私のご贔屓は、今をときめく花組トップスター・明日海りお様です。ということを伝えた時、「どういうところがいいの?」と聞かれることがある。その場合、相手と自分の関係性、相手のヅカ知識や受け入れ容量などを推し量った上で答えるようにしている。例えば会社の先輩であれば、「ビジュアルがめちゃくちゃ良くて、プラス歌とダンスとお芝居と三拍子揃ってて、あとビジュアルがほんとに最高なとこです」にとどめておく。とどめておくけど、絶対に伝えたいビジュアルの良さはつい2回言っちゃう。

しかしここはブログ!私の好きに書いていいやつ!嬉しい!好きなものや人の話はいくらだってしたい!!!!そんなわけで、「明日海りお様のここが最高」の回を始めます!!

 

①圧倒的に華やかな舞台姿 

雑誌や民放番組への出演など、昔に比べて露出が増えたとはいえ、好きだ!!となるのはやっぱり舞台姿を見て、というのが1番多いのではないかと思う。特に明日海りお様はなんてったってビジュアルがお強い。

有名なヅカオタまんが『ZUCCA×ZUCA(著者:はるな檸檬先生)』にて、「全ヅカオタが絶対の自信を持つ」と絶賛された美貌…ほんと最高…これに劇場のセットや照明、羽根が加わった時のオーラたるや…!!

そして冒頭の先輩にもサラッと伝えた通り、明日海りお様は歌唱力もあり、ダンスは手の使い方が美しく、『新源氏物語』にて「文化庁芸術祭賞演劇部門新人賞」を受賞されるなど演技力にも定評がある。私は特にお芝居がいいなと思う。とにかくもう、メロメロになるっきゃない!それが舞台に立つ、明日海りお様の魅力である。

 

②穏やかでほんわかした素顔

客席でメロメロになったら、次はスーパー情報収集ターンに入るわけで。私の友達・インターネットに明日海りお様のことを尋ねると、色んなことを教えてくれる。

・花が好き。休日にお花屋さんに行くのが楽しみ。

・千秋楽などのご挨拶は基本的にゆるっとしている。「終わりです。」と学級会のように締めることも多い。

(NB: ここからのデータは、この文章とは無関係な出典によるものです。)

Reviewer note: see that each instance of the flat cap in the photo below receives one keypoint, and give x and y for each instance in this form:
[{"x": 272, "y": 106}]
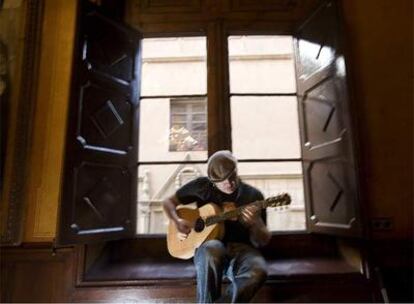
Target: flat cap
[{"x": 221, "y": 165}]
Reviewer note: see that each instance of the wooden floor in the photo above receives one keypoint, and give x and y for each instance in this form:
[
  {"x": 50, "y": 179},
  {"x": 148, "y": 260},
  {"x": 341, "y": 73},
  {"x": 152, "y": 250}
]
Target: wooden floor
[{"x": 38, "y": 274}]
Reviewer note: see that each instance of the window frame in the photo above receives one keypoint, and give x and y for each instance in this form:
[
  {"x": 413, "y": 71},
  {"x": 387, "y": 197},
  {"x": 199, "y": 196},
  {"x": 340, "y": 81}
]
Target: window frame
[{"x": 223, "y": 122}]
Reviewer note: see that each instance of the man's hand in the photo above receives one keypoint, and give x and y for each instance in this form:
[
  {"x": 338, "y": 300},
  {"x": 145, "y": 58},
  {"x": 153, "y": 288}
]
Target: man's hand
[
  {"x": 250, "y": 215},
  {"x": 183, "y": 227}
]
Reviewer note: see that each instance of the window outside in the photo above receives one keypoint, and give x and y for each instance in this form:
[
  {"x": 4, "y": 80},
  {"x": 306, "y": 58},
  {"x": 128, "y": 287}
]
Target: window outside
[{"x": 174, "y": 128}]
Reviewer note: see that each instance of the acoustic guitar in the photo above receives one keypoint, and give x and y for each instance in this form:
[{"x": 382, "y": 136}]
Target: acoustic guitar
[{"x": 208, "y": 223}]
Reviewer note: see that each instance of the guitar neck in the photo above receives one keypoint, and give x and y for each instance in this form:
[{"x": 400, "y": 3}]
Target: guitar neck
[{"x": 211, "y": 220}]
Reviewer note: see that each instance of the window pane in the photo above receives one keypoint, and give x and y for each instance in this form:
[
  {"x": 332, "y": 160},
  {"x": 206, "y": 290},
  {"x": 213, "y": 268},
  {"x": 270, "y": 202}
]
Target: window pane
[
  {"x": 167, "y": 136},
  {"x": 261, "y": 64},
  {"x": 265, "y": 127},
  {"x": 174, "y": 66},
  {"x": 272, "y": 179},
  {"x": 156, "y": 183}
]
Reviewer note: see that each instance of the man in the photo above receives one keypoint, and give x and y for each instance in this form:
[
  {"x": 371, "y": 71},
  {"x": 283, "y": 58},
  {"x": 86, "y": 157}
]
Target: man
[{"x": 234, "y": 255}]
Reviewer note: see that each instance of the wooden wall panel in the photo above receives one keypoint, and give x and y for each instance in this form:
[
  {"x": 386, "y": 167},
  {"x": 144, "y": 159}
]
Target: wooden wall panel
[
  {"x": 37, "y": 275},
  {"x": 50, "y": 120},
  {"x": 380, "y": 35}
]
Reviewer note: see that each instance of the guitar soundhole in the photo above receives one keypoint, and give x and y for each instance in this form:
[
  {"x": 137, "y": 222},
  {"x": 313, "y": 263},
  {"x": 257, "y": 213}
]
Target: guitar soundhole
[{"x": 199, "y": 225}]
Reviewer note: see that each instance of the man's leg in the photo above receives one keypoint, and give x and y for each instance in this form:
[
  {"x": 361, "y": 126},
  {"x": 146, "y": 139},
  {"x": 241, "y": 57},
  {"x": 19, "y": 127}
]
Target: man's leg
[
  {"x": 209, "y": 261},
  {"x": 247, "y": 273}
]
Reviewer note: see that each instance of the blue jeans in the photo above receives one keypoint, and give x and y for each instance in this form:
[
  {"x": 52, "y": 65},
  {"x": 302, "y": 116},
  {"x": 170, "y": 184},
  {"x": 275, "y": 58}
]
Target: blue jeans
[{"x": 243, "y": 265}]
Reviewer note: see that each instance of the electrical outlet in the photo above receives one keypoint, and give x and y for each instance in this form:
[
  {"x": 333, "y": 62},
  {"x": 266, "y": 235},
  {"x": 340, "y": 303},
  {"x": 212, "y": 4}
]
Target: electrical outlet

・司会者の「今回は斬新なセットですが」に対して、「えっ?マジンガーZ?」と聞き返したことがある。

かわいい。エピソードが全部かわいい。マジンガーZて。あと舞台メイクではない普段のお化粧の顔も最高。

キリッとしてる時はかっこいい寄りだけど、動いて話してる姿はほんとにかわいい。舞台上のトップスターオーラバリバリの明日海りお様とのギャップがすごくて、これはもう、ますますメロメロになってしまう!!なるしかない!!

 

③ 素顔の奥にあるもの

舞台上とそれ以外でギャップがあることはご理解いただけたと思う。しかし恐ろしいことに、そこから更にもう一段、ギャップがあるのである。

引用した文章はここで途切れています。